20 Feb The “Miracle” Bleach Cure & Bleach Baths
The “Miracle” Bleach Cure
Sometimes the stars align and the universe continually puts things in front of you until you take notice. Over the past few months patients have been raving about a new product they’ve bought from veterinarians and equestrian outlets. This miracle product “kills everything” they say. Marketed for uncomplicated skin infections, this product promotes a cure for well…just about everything. Got ringworm? Sores? Abscesses? Skin Rot? Then this $35 a bottle product is for you! (It is not hard to imagine the old Patent Medicine Salesman circa 1900 barking out the same promises to a local rubes). What is this miracle product you ask? I actually chuckled out loud when I read it: Diluted bleach.
A day or two after investigating this, the New York Times published an article on a medical breakthrough for a type of fatal skin infection called necrotizing fasciitis, aka, "Flesh-eating bacteria". The secret ingredient? Purified diluted bleach. The researchers noted that not only did their solution kill the bacteria but it broke down the bacterial toxins that dissolve human skin and allow the infection to run wild. If the veterinary diluted bleach is selling for $35 a bottle, I shudder to imagine what they are going to try charging for this version.
Right around the same time, Stanford University published a truly amazing study on how diluted bleach can be used to potentially treat eczema and skin damaged from radiation treatments. Dermatologists have been recommending bleach baths for eczema increasingly over the last decade. It is not a cure for eczema but seems to help manage the level of inflammation and itching in the skin. I was taught, and subsequently repeated, the theory that it decreased the bacterial count on the skin. People usually look at me a little skeptically when I suggest it. But the Stanford authors noted that the concentration of bleach we recommend for our eczema patients were not strong enough to actually kill bacteria on the skin. They discovered it actually blocked a key component for inflammation inside the skin cells that keeps eczema from spirally out of control. This also explains why it seems to work for radiation induced skin pain, which is not a bacterial overgrowth problem. It turns out that dermatologists across the world were prescribing the right thing, but for the wrong reasons.
The Bleach Bath
So how does one go about preparing a bleach bath? I recommend adding ¼- ½ cup of household bleach to your bath water in a standard 40 gallon tub. Dilute accordingly to whatever level you fill the tub. This is not an exact science, so do your best guestimate. Grab a book and soak for about 10 minutes while keeping your hair and face out of the bleach water. If you have gone to the trouble to do all this already, I want to impose upon you to use a fragrance free moisturizer immediately after patting your skin dry. Keep in mind, these bleach baths help minimize inflammation. The jury is still out on how much exactly they decrease bacteria counts. Do not do them more than twice weekly. If you have continued trouble with dry skin, or it worsens, adjust the amount of bleach and/or your exposure time. Try to avoid any soaps or cleansers while in this bath. If you are dirty, take a shower instead. As bizarre as soaking in a cauldron of diluted bleach sounds, a swimming pool is essentially the same thing. Bleachbath.net is a good resource to learn more on this (and to prove to you I am not completely mad).
But the miracles of diluted bleach don’t seem to stop here. The Stanford study also took older laboratory mice and "by bathing them in the bleach solution, the animals’ skin began to look younger. It went from old and fragile to thicker." The researchers plan on starting human trials soon and investigating how diabetic ulcers respond. If you listen closely, you can hear the price of bleach going up around the globe.

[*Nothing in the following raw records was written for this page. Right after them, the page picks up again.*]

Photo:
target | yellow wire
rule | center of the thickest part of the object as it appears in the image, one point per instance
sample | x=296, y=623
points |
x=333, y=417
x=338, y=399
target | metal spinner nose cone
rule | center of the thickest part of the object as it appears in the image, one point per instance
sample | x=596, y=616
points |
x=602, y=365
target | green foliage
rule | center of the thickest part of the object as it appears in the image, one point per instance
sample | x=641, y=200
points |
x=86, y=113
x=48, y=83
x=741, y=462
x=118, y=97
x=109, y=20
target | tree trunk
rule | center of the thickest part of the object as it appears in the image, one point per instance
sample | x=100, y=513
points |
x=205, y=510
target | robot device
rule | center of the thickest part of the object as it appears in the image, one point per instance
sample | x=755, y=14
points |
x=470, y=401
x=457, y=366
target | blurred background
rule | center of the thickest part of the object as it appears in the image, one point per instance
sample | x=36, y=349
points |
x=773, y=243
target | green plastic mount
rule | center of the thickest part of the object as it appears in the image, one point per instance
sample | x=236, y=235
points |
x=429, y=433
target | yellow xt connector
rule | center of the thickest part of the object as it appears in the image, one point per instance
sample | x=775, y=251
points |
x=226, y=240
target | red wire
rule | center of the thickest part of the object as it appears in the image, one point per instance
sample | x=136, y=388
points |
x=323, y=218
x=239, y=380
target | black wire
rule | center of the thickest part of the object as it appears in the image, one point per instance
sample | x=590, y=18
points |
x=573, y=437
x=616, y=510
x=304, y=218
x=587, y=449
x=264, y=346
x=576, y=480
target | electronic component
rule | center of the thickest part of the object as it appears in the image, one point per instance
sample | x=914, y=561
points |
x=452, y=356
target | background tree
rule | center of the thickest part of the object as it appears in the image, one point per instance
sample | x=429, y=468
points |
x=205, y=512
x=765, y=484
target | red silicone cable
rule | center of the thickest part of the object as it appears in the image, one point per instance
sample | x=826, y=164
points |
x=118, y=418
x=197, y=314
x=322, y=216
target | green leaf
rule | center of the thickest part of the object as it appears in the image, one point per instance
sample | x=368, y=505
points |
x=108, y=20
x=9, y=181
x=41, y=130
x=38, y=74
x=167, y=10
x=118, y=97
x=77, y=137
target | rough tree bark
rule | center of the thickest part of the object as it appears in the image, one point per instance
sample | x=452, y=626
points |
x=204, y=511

Time for a quick reality check. The anti-aging effects were noted on microscopic examination and not visible with the naked eye. Household bleach available from the supermarket is highly corrosive to the lungs, eyes, and skin in the available concentrations. The authors of these studies all methodically diluted bleach to very weak concentrations. We do not need our Northern California emergency rooms flooded with bleach-induced burns and ulcerations. This is not an example of "If a little bit is good, a lot is better".